Die Branche zerfleischt sich selbst. Die Umsätze sinken, die ohnehin knappen Margen auf dem deutschen Markt ebenfalls. Bereits vor der jüngsten Preissenkung warnte
Eckhard Cordes , Chef des größten deutschen Handelskonzerns
Metro : "Wir hatten in diesem Jahr bereits elf Preisrunden, und das, obwohl jeder Wirtschaftsstudent auf der Universität lernt, dass bei einem Preiskampf in einem oligopolistischen Markt keiner gewinnt. Es scheint, als wollten die Topmanager der Discounter das noch einmal herausfinden."
Doch was treibt die Händler zu diesem Experiment? Die Antwort klingt fast banal: zum einen, weil sie es können.

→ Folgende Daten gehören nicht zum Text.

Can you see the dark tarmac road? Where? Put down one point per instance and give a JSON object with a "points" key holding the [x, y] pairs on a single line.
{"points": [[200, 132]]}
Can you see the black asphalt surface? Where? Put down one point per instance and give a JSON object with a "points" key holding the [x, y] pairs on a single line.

Die Händler haben mehr Spielraum. Agrarrohstoffe wie Weizen, Kartoffeln, Milch sind 2009 billiger geworden, sodass die Händler ihre Ware für wesentlich weniger Geld bekommen.
Der zweite Grund: weil sie es müssen. Die Konkurrenz ist härter, der Markt für Discounter dichter geworden. Sogar Aldi muss um seine Stellung fürchten. Der lange unangefochtene Marktführer kann sinkende Preise immer seltener für sich behalten, kurzfristige Sonderangebote reichen nicht mehr. Aldi muss seinen Ruf als billigster Anbieter verteidigen - mit dauerhaften Preissenkungen und starken Worten. "Das Geschäftsmodell von Aldi beruht darauf, dass Aldi der Preisführer ist", sagt Christoph Schwarzl, als Partner bei der Unternehmensberatung Accenture für den Handel zuständig.